Coating the magnetite nanoparticles with PLGA using a high-speed emulsifier results in PLGA-magnetite SPIONs with a diameter of 120 nm (Figure 2). These results demonstrate successful synthesis of PLGA-magnetite SPIONs. It is important to verify the size and shape of PLGA-magnetite SPIONs taken from a small sample of the batch when attempting the synthesis for the first time. Scanning electron microscopy (SEM) is the preferred method for visualizing these particles. The batch should be discarded and the synthesis should be attempted again if the PLGA-magnetite SPIONs are not approximately 120 nm in diameter and spherical as shown in Figure 2. While larger or smaller particles may be desirable for certain applications, the composition will be unknown and therefore cell labeling, magnetic susceptibility, and cytotoxicity will be unpredictable.
Incubation of blood outgrowth endothelial cells with SPIONs for 16 hr results in endocytosis of the nanoparticles (Figure 3). These results demonstrate successful labeling of cells with SPIONs. It is important to verify the presence of SPIONs within cells taken from a small sample of the batch when attempting the labeling for the first time. Transmission electron microscopy is the preferred method for visualizing these SPION-labeled cells. The cells should be discarded and the labeling should be attempted again if the PLGA-mangetite SPIONs do not appear as round black particles clustered together within cytoplasmic endosomes as shown in Figure 3. Furthermore, lower concentrations of SPIONs may fail to enable magnetic cell targeting and higher concentrations of SPIONs may be cytotoxic. If necessary, the concentration of SPIONs used to label cells can be adjusted accordingly.
The quantity of iron loaded into the cells is sufficient to achieve magnetic capture of viable cells to ferromagnetic implantable medical devices (Figure 4). These results demonstrate successful SPION-mediated magnetic cell targeting. If a stronger cell targeting effect is desired, the preferred strategy is to increase the strength or gradient of the generated or applied magnetic field8,30. Increasing the concentration of SPIONs used to label cells should only be tried as a last resort due to cytotoxicity concerns. If improved cell viability is desired, the concentration of SPIONs used to label cells should be decreased.
Figure 1. TEM image of magnetite nanoparticles. Magnetite nanoparticles are approximately 10 nm in diameter as seen by transmission electron microscopy (TEM). Particles are spherical and uniform in size. Scale bar = 100 nm. Please click here to view a larger version of this figure.
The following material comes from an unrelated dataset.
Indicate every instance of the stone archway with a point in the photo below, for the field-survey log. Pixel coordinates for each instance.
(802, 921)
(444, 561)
Figure 2. SEM image of PLGA-magnetite SPIONs. PLGA-coated magnetite SPIONs are approximately 120 nm in diameter as seen by scanning electron microscopy (SEM). Particles are spherical and uniform in size. Scale bar = 500 µm. Please click here to view a larger version of this figure.
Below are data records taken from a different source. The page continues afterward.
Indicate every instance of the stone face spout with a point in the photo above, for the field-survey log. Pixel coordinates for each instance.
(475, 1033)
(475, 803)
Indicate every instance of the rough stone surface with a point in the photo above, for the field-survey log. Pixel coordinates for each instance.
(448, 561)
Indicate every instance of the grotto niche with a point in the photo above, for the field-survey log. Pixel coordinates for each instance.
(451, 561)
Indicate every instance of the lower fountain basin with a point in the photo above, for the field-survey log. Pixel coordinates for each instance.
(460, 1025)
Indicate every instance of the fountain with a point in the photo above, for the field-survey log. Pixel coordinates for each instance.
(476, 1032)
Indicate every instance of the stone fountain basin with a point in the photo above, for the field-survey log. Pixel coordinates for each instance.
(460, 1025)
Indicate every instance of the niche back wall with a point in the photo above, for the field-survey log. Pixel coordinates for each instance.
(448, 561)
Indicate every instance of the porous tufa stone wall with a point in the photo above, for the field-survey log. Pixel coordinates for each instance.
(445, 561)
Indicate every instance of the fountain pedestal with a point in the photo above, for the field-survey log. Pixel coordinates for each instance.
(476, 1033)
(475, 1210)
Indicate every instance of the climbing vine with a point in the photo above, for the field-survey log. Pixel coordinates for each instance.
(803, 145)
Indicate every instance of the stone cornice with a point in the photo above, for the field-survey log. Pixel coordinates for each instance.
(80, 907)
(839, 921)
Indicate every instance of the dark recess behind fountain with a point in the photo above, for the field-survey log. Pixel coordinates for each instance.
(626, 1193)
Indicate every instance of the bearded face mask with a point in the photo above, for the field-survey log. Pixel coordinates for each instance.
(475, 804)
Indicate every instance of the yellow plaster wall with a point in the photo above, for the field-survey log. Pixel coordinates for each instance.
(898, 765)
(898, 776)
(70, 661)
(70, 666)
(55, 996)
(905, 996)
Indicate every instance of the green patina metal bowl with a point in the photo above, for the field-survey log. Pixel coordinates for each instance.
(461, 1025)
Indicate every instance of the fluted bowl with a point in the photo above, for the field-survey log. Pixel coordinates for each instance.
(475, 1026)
Figure 3. TEM image of a magnetically-labeled endothelial cell. A magnetically-labeled blood outgrowth endothelial cell visualized by transmission electron microscopy (TEM). The SPIONs are naturally endocytosed by the cells and stored in small clusters within cytoplasmic endosomes. Left scale bar = 2 µm and right scale bar = 0.5 µm. Re-print with permission from24. Please click here to view a larger version of this figure.
Figure 4. Fluorescence microscopy image of magnetic cell capture. Magnetically-labeled endothelial cells are attracted to a ferromagnetic vascular stent (right) at a significantly higher rate than a non-magnetic stent (left). Scale bars = 100 µm. Re-print with permission from24. Please click here to view a larger version of this figure.
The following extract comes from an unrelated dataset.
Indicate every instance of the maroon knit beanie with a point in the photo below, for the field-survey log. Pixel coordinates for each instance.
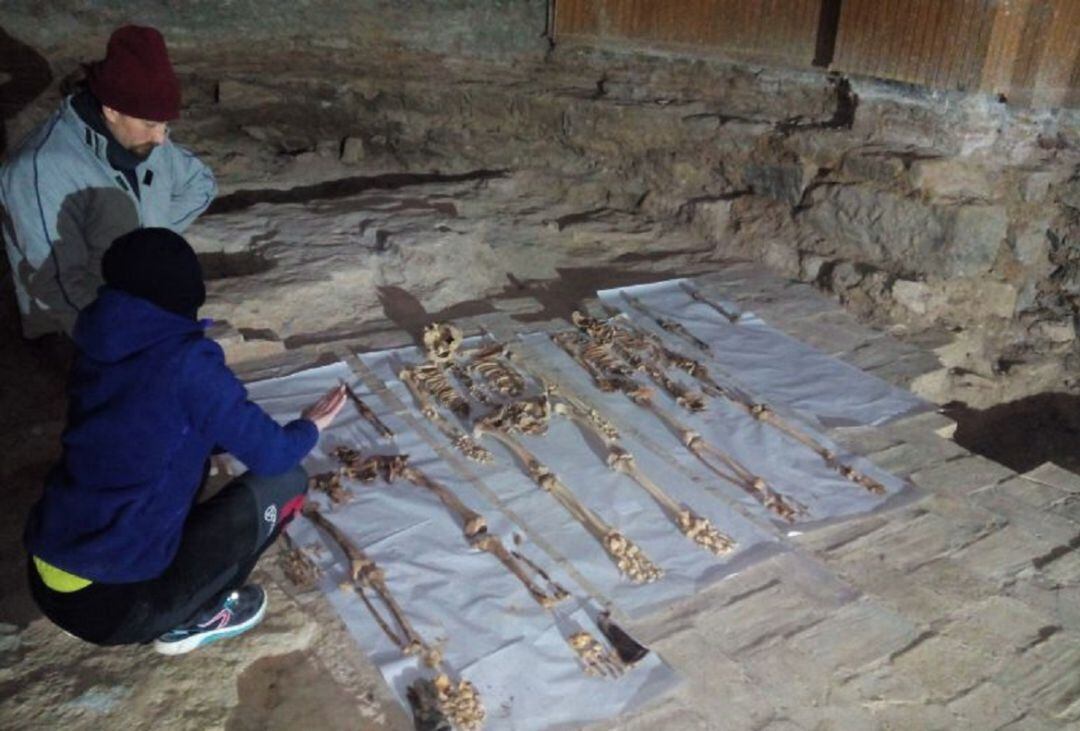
(136, 77)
As with any nanoparticle synthesis protocol, the purity of the reactant chemicals is critical for achieving high quality SPIONs that will have minimal cytotoxic effects. It is therefore important to purchase very pure reagents including oleic acid (≥99%), iron(II) chloride tetrahydrate (≥99.99%), iron(III) chloride (≥99.99%), ethyl acetate (HPLC grade, ≥99.9%), hexane (HPLC grade, ≥97.0%), ammonium hydroxide (≥99.99%), and sodium sulfate (≥99.0%). It is of particular importance to purchase very pure and high quality PLGA, which can be relatively expensive. In addition, all glassware must be thoroughly washed with hydrochloric acid, deionized water, and ethyl alcohol and allowed to dry before use.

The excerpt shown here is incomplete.